October 17: “At the Window”

The pine-trees bend to listen to the autumn wind as it mutters
Something which sets the black poplars ashake with hysterical laughter;
While slowly the house of day is closing its eastern shutters.

Further down the valley the clustered tombstones recede,
Winding about their dimness the mist’s grey cerements, after
The street lamps in the darkness have suddenly started to bleed.

The leaves fly over the window and utter a word as they pass
To the face that leans from the darkness, intent, with two dark-filled eyes
That watch for ever earnestly from behind the window glass.

— D. H. Lawrence

August 9: “Let This Darkness Be a Bell Tower”

Quiet friend who has come so far,
feel how your breathing makes more space around you.
Let this darkness be a bell tower
and you the bell.
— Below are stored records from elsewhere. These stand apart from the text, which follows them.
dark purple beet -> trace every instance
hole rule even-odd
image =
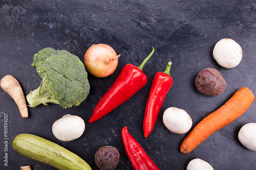
[[[196,86],[202,93],[216,95],[221,94],[226,87],[226,81],[217,69],[205,68],[196,78]]]
[[[119,162],[119,152],[115,147],[105,146],[95,154],[95,163],[101,170],[114,170]]]

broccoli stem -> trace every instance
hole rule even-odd
[[[53,103],[59,105],[59,102],[50,96],[49,91],[45,88],[44,80],[42,80],[40,86],[33,91],[30,91],[27,95],[27,100],[29,106],[35,107],[40,104],[47,105],[47,103]]]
As you ring,

what batters you becomes your strength.
Move back and forth into the change.
What is it like, such intensity of pain?
If the drink is bitter, turn yourself to wine.

In this uncontainable night,
be the mystery at the crossroads of your senses,
the meaning discovered there.

And if the world has ceased to hear you,
say to the silent earth: I flow.
To the rushing water, speak: I am.

— Rainer Maria Rilke

June 22: “Summer Night, Riverside”

In the wild soft summer darkness
How many and many a night we two together
Sat in the park and watched the Hudson
Wearing her lights like golden spangles
Glinting on black satin.
The rail along the curving pathway
Was low in a happy place to let us cross,
And down the hill a tree that dripped with bloom
Sheltered us,
While your kisses and the flowers,
Falling, falling,
Tangled in my hair. . . .

The frail white stars moved slowly over the sky.

And now, far off
In the fragrant darkness
The tree is tremulous again with bloom
For June comes back.

To-night what girl
Dreamily before her mirror shakes from her hair
This year’s blossoms, clinging to its coils?

— Sara Teasdale

May 2: “Optimism”

I’m no reformer; for I see more light
Than darkness in the world; mine eyes are quick
To catch the first dim radiance of the dawn,
And slow to note the cloud that threatens storm.
The fragrance and the beauty of the rose
Delight me so, slight thought I give its thorn;
And the sweet music of the lark’s clear song
Stays longer with me than the night hawk’s cry.
And e’en in this great throe of pain called Life,
I find a rapture linked with each despair,
Well worth the price of Anguish. I detect
More good than evil in humanity.
Love lights more fires than hate extinguishes,
And men grow better as the world grows old.